Although Mercury is so close, it rarely receives visitors. BepiColombo is only the third spacecraft to visit the tiny planet, following NASA's Mariner 10 mission in 1974/75 and the Messenger mission from 2011 to 2015. Its proximity to the Sun is a complex challenge.

“BepiColombo is only the third space mission to visit Mercury, making it the least explored planet in the inner Solar System, partly because it is so difficult to reach,” said Jack Wright, ESA researcher, planetary scientist and coordinator of the M-CAM imaging team.

“It’s a world of extremes and contradictions, which is why I’ve called it the ‘problem child of the solar system’ in the past. The images and science data collected during the flybys offer a tantalizing prelude to BepiColombo’s orbital phase, where it will help solve Mercury’s remaining mysteries,” Wright said.

The next flyby will take place in a few months, on December 1, 2024. The last flyby will be on January 8, 2025.

BepiColombo is actually two orbiters in one. Once it enters Mercury's orbit, it will separate into ESA's Mercury Planetary Orbiter (MPO) and the JAXA-built Mercury Magnetospheric Orbiter (MMO) or Mio. The Mercury Transfer Module is the spacecraft carrying the orbiter pair.

This simple schematic shows the three independent spacecraft that combine to form the BepiColombo mission. Image credit: ESA

There is much we don't know about Mercury, where it originated and how it evolved so close to its star. The probe will study Mercury physically, its shape, interior, structure, geology, composition and its abundant craters. It will also study the planet's exosphere.

Instead of an atmosphere, Mercury has an exosphere, a region made up of atoms blasted off the planet's surface by the Sun and other impacts. The exosphere is dynamic and changes based on how the solar wind interacts with the surface. Studying it is an opportunity to study planetary evolution and space weather. Understanding the exosphere is also critical for future missions, especially potential landers, because it can affect spacecraft operations.

This image shows Mercury's 213 km Vivaldi crater. The two masts are the Mercury Planetary Orbiter's medium gain antenna (top center) and the magnetometer mast (right). Image credit: ESA/BepiColombo/MTM CC BY-SA 3.0 IGO
This image shows Mercury's 213 km Vivaldi crater. The two masts are the Mercury Planetary Orbiter's medium gain antenna (top centre) and the magnetometer mast (right). Image credit: ESA/BepiColombo/MTM CC BY-SA 3.0 OIG

BepiColombo will also study Mercury's magnetosphere and magnetic fields. Mercury's global magnetic field is extremely weak, only 1% as strong as Earth's. This is a mystery, as the planet appears to have a large iron core.

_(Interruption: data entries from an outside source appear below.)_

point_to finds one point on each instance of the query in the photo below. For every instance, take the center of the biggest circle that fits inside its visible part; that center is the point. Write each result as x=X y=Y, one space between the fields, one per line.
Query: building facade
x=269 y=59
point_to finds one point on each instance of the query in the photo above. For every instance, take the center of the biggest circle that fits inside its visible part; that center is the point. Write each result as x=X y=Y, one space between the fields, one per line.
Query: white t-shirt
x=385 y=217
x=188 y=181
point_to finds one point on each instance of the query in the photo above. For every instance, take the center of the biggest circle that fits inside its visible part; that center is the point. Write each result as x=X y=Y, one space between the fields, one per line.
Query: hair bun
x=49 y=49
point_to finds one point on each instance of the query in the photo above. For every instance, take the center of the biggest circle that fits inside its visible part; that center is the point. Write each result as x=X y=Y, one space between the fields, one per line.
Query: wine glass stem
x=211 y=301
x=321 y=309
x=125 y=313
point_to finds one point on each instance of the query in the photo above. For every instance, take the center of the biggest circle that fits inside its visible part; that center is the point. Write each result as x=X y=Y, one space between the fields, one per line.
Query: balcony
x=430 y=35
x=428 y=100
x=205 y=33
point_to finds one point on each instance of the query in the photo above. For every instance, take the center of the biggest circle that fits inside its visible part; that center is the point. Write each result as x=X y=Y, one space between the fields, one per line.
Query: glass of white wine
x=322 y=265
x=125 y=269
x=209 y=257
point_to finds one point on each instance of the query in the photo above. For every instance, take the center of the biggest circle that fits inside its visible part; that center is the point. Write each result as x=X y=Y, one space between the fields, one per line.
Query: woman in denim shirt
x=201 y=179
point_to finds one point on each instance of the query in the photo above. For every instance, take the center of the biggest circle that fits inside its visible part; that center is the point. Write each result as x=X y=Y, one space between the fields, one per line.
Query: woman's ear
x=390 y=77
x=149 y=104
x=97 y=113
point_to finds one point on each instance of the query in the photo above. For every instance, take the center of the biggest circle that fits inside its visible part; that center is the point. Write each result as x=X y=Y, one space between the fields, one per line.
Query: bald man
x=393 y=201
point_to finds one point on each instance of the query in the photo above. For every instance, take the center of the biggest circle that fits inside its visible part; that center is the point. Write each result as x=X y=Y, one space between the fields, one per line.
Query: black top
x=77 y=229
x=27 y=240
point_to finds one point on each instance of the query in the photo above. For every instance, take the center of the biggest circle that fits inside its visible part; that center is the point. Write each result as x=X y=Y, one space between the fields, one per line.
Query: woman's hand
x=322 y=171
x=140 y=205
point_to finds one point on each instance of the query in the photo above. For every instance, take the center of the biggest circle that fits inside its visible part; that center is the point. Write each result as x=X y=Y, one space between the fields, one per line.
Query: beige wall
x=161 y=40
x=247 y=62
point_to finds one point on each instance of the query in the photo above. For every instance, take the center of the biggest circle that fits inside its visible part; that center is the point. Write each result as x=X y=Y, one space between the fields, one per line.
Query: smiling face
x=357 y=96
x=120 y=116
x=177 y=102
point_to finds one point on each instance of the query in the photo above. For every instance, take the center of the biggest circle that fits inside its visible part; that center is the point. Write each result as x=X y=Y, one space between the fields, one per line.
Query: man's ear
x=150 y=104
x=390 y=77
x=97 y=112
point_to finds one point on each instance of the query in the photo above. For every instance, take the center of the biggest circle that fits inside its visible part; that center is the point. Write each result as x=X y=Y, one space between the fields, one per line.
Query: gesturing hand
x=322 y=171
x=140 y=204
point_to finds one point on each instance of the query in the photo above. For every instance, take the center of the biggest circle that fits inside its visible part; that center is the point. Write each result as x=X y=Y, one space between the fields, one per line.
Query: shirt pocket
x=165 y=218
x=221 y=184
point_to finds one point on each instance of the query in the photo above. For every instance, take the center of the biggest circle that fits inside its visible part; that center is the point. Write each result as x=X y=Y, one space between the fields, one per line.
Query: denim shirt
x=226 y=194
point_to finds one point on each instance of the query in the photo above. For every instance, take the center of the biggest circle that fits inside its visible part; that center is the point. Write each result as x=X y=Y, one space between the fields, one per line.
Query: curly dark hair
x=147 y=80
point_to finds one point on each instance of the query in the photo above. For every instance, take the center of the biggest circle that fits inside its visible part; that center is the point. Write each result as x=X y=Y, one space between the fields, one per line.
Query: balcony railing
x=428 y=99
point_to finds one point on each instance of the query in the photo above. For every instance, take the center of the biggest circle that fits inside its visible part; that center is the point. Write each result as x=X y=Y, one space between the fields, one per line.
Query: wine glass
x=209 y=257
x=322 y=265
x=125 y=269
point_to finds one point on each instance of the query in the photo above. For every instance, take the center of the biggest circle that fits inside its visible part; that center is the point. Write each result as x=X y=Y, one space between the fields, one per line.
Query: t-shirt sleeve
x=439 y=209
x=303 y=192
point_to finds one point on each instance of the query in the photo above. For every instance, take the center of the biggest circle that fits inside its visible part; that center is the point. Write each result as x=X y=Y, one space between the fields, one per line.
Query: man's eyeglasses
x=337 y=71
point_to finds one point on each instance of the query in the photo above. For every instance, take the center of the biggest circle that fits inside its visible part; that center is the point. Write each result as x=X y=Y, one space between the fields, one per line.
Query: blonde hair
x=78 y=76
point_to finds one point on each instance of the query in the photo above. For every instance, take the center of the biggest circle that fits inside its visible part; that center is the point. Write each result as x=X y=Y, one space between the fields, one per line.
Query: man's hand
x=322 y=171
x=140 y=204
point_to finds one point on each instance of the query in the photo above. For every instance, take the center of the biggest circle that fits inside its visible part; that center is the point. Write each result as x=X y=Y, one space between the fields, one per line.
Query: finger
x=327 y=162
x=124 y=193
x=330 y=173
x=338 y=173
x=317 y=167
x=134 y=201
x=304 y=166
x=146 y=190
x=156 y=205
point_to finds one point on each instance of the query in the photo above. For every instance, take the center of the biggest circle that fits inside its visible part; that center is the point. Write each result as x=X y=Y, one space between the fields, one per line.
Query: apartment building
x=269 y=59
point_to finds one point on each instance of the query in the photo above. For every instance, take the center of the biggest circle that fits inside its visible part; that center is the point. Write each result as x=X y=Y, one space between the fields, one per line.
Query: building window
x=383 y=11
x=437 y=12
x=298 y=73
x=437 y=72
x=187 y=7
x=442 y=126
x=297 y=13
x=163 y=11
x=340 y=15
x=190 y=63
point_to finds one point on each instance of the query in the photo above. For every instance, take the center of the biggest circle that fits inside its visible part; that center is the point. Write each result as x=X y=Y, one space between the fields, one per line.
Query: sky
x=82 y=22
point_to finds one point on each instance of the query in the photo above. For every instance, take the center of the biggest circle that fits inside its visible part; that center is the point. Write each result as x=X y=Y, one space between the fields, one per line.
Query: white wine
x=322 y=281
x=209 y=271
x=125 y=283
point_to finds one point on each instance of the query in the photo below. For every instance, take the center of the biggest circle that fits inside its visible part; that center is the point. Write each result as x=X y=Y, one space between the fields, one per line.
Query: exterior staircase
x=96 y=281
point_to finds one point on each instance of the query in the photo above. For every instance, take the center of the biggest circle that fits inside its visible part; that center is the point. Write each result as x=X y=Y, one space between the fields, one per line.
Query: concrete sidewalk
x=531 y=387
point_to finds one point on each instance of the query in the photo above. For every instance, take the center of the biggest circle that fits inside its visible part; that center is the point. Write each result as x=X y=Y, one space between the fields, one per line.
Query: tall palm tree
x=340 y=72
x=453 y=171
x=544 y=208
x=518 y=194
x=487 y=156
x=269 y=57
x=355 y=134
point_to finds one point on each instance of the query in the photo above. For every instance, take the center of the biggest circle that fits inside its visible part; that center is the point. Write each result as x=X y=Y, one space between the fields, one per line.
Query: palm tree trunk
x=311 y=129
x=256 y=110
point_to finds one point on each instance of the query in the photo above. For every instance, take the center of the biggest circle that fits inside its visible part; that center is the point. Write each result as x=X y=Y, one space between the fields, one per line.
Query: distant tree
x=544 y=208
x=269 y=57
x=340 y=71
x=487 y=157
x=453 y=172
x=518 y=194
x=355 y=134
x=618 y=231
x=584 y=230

Mercury's magnetosphere is also an object of interest. The powerful solar wind shapes it and prevents it from rising very high above the surface. The magnetosphere is also highly dynamic and responds rapidly to changes in the solar wind, making it a natural laboratory for studying the physics of magnetospheres. Its weakness also challenges our understanding of how planetary dynamos function.

BepiColombo was originally scheduled to reach Mercury's orbit in December 2025. However, a problem firing its thrusters during a maneuver in April 2024 added 11 months to the mission. The revised orbital insertion will be in November 2026.